Nella pronuncia in esame, la Corte di cassazione ha riconosciuto che la disapplicazione, da parte del giudice, delle sanzioni per violazioni di norme tributarie nel caso in cui accerti una situazione di obiettiva incertezza nell’interpretazione normativa, è possibile anche in sede di legittimità, non dovendo necessariamente la vicenda limitarsi al giudizio di merito.
Tuttavia, la Corte ha sottolineato come tale disapplicazione presupponga un’idonea richiesta in tal senso da parte del contribuente, da effettuarsi nei modi e nei termini processuali appropriati, cioè secondo i principi generali che regolano il processo tributario e, dunque, sin dal ricorso introduttivo del giudizio.
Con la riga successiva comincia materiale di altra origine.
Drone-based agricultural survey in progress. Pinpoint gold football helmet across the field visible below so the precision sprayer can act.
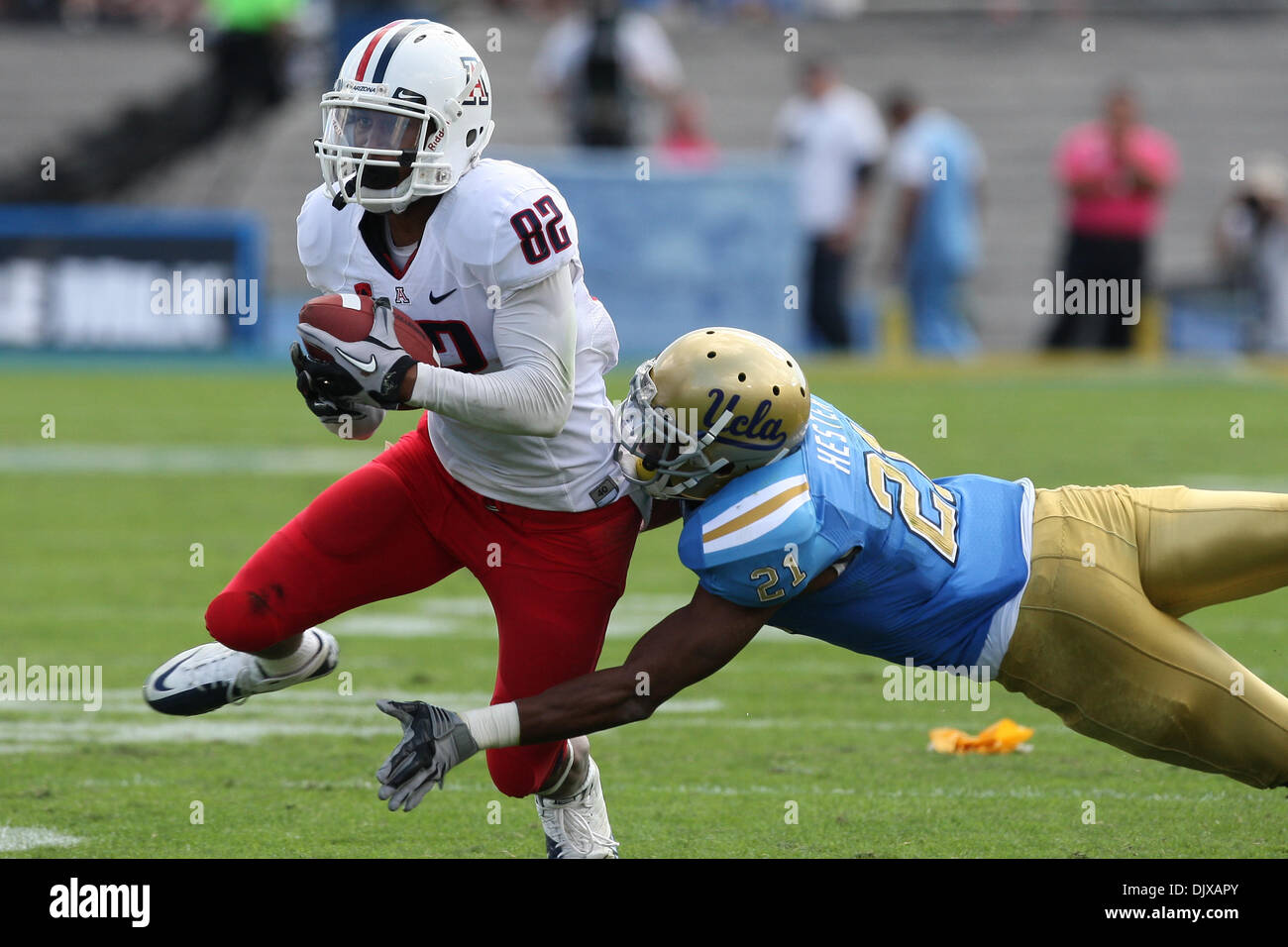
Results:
[617,329,810,500]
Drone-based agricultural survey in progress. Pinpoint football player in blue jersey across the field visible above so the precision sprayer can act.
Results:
[377,329,1288,809]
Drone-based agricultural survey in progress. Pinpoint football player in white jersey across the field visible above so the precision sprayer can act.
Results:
[145,20,640,857]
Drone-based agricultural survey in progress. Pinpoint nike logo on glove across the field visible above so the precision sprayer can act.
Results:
[335,347,376,374]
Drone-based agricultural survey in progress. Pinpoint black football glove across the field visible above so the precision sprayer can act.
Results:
[291,342,362,417]
[376,701,480,811]
[297,296,416,408]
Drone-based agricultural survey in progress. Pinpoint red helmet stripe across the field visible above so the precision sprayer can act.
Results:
[355,20,406,82]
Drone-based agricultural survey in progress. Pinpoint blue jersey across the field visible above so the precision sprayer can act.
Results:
[680,398,1033,668]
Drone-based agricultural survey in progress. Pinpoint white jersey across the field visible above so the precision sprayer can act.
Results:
[297,158,623,510]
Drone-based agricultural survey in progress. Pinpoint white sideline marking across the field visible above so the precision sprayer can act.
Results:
[0,826,81,852]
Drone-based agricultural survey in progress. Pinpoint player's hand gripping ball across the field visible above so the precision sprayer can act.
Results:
[291,292,438,416]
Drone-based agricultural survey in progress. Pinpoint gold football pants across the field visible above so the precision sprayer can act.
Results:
[997,485,1288,789]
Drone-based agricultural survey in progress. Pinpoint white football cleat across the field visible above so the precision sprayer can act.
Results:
[537,759,617,858]
[143,627,340,716]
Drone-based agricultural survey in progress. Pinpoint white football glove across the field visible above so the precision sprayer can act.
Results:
[376,701,480,811]
[297,296,416,408]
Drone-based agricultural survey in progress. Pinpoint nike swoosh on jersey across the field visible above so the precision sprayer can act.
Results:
[702,474,808,554]
[335,347,376,374]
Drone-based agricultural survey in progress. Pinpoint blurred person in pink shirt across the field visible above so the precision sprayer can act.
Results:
[658,95,720,170]
[1047,85,1179,349]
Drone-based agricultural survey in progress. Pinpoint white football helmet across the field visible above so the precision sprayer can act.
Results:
[313,20,493,214]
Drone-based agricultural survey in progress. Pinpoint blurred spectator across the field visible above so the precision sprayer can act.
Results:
[207,0,300,133]
[777,60,886,349]
[1216,155,1288,355]
[532,0,683,149]
[885,89,984,356]
[1047,86,1177,349]
[658,95,720,168]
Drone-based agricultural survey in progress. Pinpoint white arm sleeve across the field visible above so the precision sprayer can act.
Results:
[407,265,577,437]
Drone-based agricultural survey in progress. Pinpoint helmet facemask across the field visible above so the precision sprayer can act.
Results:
[617,360,734,500]
[316,93,456,213]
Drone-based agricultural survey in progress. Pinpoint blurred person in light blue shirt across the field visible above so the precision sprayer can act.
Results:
[885,89,984,356]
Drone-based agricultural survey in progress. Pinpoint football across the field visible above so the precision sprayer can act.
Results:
[300,292,438,365]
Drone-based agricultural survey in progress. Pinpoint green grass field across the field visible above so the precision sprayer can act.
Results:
[0,361,1288,858]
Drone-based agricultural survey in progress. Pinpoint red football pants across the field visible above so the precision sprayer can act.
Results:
[206,417,640,796]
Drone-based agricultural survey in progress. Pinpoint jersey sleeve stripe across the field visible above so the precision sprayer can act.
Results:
[703,474,805,532]
[702,484,808,556]
[702,476,808,545]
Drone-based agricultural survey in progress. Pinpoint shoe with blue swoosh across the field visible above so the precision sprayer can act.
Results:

Da qui l’infondatezza dell’eccezione sollevata dalla ricorrente in quanto non proposta secondo le modalità processuali prescritte.
La sentenza chiarisce, in particolare, il corretto iter cui attenersi ai fini della proposizione al giudice dell’istanza disapplicativa delle sanzioni per incertezza normativa: in buona sostanza, il contribuente non può limitarsi a enunciare tale richiesta nella conclusione dell’atto di ricorso, dovendo la medesima istanza rappresentare uno specifico motivo dell’impugnazione.
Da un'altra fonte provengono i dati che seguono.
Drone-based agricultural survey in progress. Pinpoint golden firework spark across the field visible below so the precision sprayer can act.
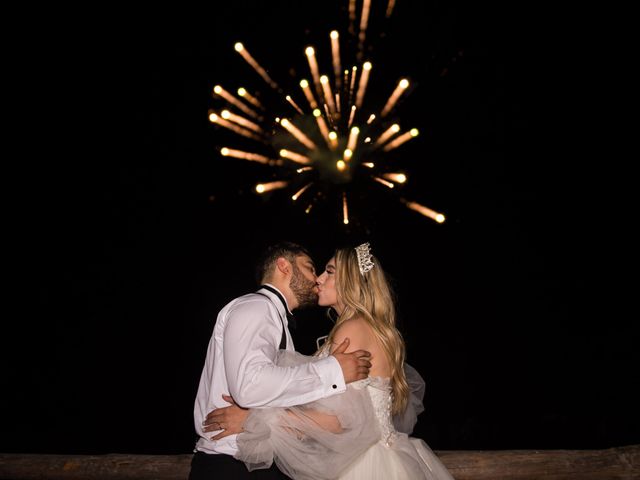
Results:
[209,0,445,225]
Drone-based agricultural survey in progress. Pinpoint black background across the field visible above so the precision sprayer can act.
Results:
[5,0,640,454]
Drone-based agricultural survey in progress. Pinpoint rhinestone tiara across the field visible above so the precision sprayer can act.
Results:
[355,242,373,275]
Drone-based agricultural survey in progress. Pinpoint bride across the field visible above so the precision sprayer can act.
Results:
[202,243,453,480]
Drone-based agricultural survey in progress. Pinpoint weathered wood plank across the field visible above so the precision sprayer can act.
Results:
[0,445,640,480]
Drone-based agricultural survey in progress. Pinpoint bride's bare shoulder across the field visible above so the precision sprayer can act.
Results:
[334,317,375,352]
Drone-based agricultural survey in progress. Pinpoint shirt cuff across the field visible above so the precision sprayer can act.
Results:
[313,355,347,395]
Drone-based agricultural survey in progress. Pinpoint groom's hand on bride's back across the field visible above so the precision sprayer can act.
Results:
[331,338,371,383]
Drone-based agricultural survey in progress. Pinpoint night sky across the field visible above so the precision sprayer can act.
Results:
[5,0,640,454]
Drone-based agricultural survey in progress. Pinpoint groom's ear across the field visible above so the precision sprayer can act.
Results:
[276,257,292,275]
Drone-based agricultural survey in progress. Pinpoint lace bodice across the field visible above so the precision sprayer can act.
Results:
[352,377,396,446]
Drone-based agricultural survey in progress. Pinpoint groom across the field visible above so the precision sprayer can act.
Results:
[189,242,371,480]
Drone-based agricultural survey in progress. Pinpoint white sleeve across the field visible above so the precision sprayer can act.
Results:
[224,300,346,408]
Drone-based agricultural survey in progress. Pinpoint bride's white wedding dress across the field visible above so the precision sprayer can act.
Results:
[236,351,453,480]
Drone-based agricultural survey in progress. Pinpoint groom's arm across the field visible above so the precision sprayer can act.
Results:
[224,299,345,408]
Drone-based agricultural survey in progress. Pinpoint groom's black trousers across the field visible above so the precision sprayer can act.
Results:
[189,452,289,480]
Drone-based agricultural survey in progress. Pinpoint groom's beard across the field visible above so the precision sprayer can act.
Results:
[289,264,318,308]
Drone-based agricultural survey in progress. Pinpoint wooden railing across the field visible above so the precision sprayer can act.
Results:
[0,445,640,480]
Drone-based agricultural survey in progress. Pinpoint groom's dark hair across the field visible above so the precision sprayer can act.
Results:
[256,241,311,285]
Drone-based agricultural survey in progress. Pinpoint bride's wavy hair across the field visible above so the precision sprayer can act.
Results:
[325,248,409,414]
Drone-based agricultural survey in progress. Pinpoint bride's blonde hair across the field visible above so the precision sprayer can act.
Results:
[324,248,409,414]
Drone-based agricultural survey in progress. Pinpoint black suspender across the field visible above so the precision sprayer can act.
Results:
[256,285,288,350]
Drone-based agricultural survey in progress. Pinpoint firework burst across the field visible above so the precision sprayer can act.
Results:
[209,0,445,225]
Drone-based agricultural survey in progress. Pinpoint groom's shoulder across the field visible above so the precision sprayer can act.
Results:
[222,292,269,313]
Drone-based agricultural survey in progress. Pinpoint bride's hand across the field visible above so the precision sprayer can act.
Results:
[202,395,249,440]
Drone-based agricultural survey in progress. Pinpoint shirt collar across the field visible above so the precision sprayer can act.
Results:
[260,283,293,318]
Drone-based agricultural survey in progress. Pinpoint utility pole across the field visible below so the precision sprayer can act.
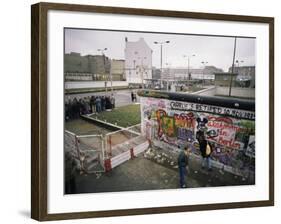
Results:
[228,37,237,96]
[154,40,170,88]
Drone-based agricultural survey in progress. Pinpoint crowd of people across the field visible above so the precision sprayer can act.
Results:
[65,94,115,121]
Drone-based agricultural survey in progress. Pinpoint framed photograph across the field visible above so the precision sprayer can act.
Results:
[31,3,274,221]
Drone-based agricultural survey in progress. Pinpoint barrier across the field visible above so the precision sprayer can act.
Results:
[65,125,149,173]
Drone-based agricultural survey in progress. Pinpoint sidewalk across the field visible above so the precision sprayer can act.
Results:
[66,146,254,193]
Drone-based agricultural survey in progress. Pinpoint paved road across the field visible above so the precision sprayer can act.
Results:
[66,90,139,107]
[65,149,252,193]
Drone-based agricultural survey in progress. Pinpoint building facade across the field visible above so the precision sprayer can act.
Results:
[111,59,126,81]
[228,66,256,88]
[64,52,111,81]
[125,38,152,84]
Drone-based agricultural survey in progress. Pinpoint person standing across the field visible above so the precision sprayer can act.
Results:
[90,96,96,113]
[131,91,134,102]
[196,130,212,171]
[178,146,189,188]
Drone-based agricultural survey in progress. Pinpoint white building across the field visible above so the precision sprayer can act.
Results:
[125,38,152,84]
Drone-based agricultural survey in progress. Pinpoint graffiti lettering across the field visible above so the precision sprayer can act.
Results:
[170,101,255,120]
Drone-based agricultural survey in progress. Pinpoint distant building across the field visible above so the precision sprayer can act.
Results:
[228,66,256,88]
[215,72,238,87]
[125,38,152,84]
[152,67,161,79]
[64,52,115,81]
[111,59,126,81]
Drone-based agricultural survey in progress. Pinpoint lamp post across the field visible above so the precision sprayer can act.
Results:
[183,54,196,80]
[154,40,170,88]
[235,60,245,87]
[97,48,113,92]
[201,61,208,86]
[138,57,146,89]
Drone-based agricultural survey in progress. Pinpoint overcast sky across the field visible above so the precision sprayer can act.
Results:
[65,29,255,71]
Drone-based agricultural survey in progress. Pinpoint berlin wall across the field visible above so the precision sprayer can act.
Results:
[138,90,255,172]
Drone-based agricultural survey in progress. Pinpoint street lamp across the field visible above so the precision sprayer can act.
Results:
[183,54,196,80]
[97,48,113,92]
[154,40,170,87]
[201,61,208,86]
[138,57,146,89]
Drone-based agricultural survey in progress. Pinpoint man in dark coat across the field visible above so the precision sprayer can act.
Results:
[178,147,189,188]
[196,129,212,171]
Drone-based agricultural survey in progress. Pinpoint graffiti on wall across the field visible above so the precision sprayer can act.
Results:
[142,98,255,169]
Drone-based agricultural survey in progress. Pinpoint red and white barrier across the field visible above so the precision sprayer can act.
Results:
[104,140,149,172]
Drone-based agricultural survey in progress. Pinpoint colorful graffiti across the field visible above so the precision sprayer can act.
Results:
[139,98,255,170]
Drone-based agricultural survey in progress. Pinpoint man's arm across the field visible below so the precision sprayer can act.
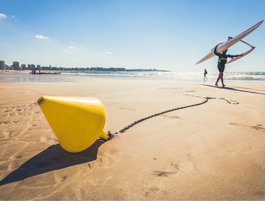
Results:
[214,45,220,56]
[226,54,243,58]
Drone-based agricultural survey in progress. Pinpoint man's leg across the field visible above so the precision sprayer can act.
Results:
[215,73,221,86]
[220,72,225,87]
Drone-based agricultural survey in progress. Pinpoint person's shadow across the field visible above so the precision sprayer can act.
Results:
[0,140,104,186]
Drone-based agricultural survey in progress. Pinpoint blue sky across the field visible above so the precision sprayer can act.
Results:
[0,0,265,71]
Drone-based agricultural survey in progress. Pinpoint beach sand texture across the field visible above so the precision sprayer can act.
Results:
[0,77,265,200]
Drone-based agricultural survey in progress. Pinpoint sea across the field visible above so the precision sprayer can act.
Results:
[0,71,265,82]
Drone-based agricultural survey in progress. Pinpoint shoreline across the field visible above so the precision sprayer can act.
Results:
[0,71,265,83]
[0,76,265,200]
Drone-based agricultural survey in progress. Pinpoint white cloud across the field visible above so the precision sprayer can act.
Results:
[35,35,49,39]
[0,13,7,20]
[63,46,77,52]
Secondo il consolidato orientamento giurisprudenziale di legittimità, è onere del contribuente dimostrare l’incertezza della norma ai fini della non applicabilità delle sanzioni tributarie, nonché allegare l’eventuale sussistenza delle “obiettive condizioni di incertezza“.
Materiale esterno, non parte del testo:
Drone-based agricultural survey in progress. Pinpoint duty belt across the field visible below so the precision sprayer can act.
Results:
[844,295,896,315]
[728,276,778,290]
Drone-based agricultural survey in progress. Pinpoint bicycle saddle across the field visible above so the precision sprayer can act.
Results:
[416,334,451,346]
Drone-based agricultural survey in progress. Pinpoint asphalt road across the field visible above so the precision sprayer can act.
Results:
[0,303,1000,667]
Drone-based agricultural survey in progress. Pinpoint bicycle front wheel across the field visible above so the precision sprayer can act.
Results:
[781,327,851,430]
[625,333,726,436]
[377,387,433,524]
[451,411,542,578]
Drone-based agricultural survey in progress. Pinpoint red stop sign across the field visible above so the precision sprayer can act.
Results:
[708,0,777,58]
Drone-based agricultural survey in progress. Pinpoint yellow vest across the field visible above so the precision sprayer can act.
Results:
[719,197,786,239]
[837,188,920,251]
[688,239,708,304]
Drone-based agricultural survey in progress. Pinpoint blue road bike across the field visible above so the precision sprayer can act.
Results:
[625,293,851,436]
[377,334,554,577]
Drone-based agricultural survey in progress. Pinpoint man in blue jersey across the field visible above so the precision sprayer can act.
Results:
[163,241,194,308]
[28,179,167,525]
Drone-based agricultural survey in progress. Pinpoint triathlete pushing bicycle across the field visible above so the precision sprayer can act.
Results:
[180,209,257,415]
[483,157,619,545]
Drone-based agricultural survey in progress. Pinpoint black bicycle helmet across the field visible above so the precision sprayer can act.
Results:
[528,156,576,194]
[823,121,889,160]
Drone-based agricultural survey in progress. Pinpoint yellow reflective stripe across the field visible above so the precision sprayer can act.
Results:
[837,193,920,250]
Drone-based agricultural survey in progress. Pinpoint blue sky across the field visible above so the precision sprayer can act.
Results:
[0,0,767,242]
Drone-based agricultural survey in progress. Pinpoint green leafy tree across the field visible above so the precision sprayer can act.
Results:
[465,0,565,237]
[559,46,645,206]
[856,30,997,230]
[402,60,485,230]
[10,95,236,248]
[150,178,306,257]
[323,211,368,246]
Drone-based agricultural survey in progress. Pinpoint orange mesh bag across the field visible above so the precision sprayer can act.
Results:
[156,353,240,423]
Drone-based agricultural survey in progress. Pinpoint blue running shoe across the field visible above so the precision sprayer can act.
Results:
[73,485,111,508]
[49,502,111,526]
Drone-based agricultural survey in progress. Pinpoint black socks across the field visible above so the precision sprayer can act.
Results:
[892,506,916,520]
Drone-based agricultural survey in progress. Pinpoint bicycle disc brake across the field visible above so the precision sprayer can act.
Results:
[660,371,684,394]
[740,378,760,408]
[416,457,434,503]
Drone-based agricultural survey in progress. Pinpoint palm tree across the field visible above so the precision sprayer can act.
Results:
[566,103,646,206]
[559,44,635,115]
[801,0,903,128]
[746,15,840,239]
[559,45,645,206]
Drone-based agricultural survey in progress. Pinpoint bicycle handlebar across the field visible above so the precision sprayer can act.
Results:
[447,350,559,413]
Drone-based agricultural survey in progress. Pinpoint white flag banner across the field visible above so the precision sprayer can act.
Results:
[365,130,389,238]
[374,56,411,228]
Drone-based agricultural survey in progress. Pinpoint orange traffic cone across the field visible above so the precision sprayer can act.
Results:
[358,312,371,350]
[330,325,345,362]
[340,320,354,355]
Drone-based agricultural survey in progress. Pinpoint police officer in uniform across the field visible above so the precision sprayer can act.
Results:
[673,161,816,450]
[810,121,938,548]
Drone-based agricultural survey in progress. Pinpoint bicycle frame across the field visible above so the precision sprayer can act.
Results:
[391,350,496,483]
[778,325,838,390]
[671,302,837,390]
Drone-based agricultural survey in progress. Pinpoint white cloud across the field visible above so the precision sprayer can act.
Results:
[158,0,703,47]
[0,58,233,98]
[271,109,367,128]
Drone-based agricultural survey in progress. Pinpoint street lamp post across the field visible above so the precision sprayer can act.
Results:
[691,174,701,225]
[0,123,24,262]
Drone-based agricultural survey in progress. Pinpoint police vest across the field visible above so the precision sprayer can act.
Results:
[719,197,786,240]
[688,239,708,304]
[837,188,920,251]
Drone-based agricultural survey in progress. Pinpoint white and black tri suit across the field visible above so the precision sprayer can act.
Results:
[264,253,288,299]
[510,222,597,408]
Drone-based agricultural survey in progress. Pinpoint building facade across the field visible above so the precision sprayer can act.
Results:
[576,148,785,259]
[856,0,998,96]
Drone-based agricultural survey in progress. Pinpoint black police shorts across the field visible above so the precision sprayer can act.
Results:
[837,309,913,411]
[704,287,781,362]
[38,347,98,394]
Il giudice tributario non può, d’ufficio, dichiarare inapplicabili le sanzioni non penali in assenza di un’espressa richiesta in tal senso avanzata dal ricorrente (cfr Cassazione, pronunce 12768/2015, 24060/2014, 4031/2012, 12422/2011, 5830/2011, 15449/2010, 25676/2008, 14776/2003, 6251/2003 e 4053/2001).
Del resto, come evidenziato dai giudici di legittimità, si è in presenza di obiettive condizioni di incertezza qualora la disciplina normativa sia articolata in una pluralità di prescrizioni il cui coordinamento risulti difficoltoso e confuso (Cassazione, pronunce 7502/2009, 22890/2006); la dimostrazione di tale complicato coordinamento grava solo sul contribuente escludendosi la possibilità che i giudici tributari di merito possano decidere d’ufficio sulla debenza o meno delle sanzioni.
Come anticipato, i giudici di legittimità, con la sentenza in esame, rigettando il ricorso della società, hanno dunque ribadito (cfr Cassazione, sentenze 12768/2015, 24060/2014, 25676/2008) che, ai fini della disapplicazione da parte del giudice delle sanzioni per violazioni dovute a dubbi normativi, il contribuente non può limitarsi a enunciare la richiesta della predetta disapplicazione nella conclusione del ricorso, costituendo, tale eccezione, uno specifico motivo di impugnazione, da sollevare nei modi e nei termini processuali appropriati.
Va, quindi, in conclusione, confermato il principio secondo il quale la disapplicazione, da parte del giudice, delle sanzioni per violazioni di norme tributarie (ai sensi dell’articolo 8 del Dlgs 546/1992, dell’articolo 10 della legge 212/2000 e dell’articolo 6, comma 2, del Dlgs 472/1997), qualora accerti che le stesse sono state commesse in presenza e in connessione con una situazione di oggettiva incertezza nell’interpretazione normativa, è possibile – anche in sede di legittimità – solo se domandata dal contribuente secondo le prescritte modalità processuali, ossia sin dal ricorso introduttivo del giudizio mediante uno specifico motivo di impugnazione.